The charge of inefficiency in the classroom is not supported by written statements identifying the difficulties that had been previously furnished to the appellant as required by KRS 161.790(1)(d). The statute requires that when the charges upon which the teacher is to be dismissed involve inefficiency, incompetency, or neglect of duty, that a written statement identifying the problem or problems must have been previously furnished to the teacher. It is clear that some opportunity for the teacher to correct the problem should be permitted. This section also provides protection for the teacher against a stale charge. Written charges, as required by KRS 161.790(3), furnished to the teacher at the time of a termination, do not fulfill the requirement of KRS 161.790(1)(d) of a written statement identifying the problem when incompetency, inefficiency, or neglect of duty are the grounds for such termination. The record does not indicate that any such written statement identifying the alleged problems was ever furnished to the appellant.

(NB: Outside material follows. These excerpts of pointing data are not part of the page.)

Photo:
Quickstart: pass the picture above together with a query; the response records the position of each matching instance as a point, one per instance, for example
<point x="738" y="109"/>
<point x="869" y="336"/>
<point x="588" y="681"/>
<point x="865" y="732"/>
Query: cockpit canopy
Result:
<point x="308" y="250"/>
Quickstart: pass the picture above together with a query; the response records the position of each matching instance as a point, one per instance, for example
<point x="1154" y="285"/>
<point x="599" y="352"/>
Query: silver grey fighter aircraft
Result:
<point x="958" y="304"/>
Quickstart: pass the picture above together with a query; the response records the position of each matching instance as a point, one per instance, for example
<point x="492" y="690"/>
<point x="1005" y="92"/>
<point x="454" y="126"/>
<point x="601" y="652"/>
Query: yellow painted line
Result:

The appellant's allegation that he was denied due process of law, because the charges against him were not tried by an impartial panel, was cured by the fact that a voir dire examination was conducted. The record does not support the contention that the Board of Education permitted an attorney who regularly advised the Board to prosecute the case. The decision to terminate the teacher was made at a called meeting of the Board on June 23, 1975. The record here does not indicate a sufficient showing of any improper conduct in regard to that particular decision of the Board.
The specific findings of the Board as to inefficiency in the classroom are based primarily on the performance of the teacher at the hearing. Unquestionably, the teacher's presentation showed that he was a very poor witness, since he was unable to remember his birthdate, could not recall the names of ten of his students and was unable to explain elementary aspects of certain terms. However, the ultimate determination by any administrative body must be based on appropriate due process, plus a record of evidence to support the decision. The statutory requirements must be complied with in order to give every person accused of improper classroom performance the technical opportunity to defend themselves in an adequate fashion. It appears to this Court that local legal counsel might have been engaged to advise the Board of Education at the inception of the problems which ultimately lead to the termination of the teacher. The failure to obtain legal counsel early is false economy.
*38 Here, the judgment of the trial court was clearly erroneous in that it sustained the findings of the Board of Education, when the record indicates that the charges were vague and not in sufficient detail, and were not supported by written records of teacher performance.
Therefore, the judgment of the trial court is reversed.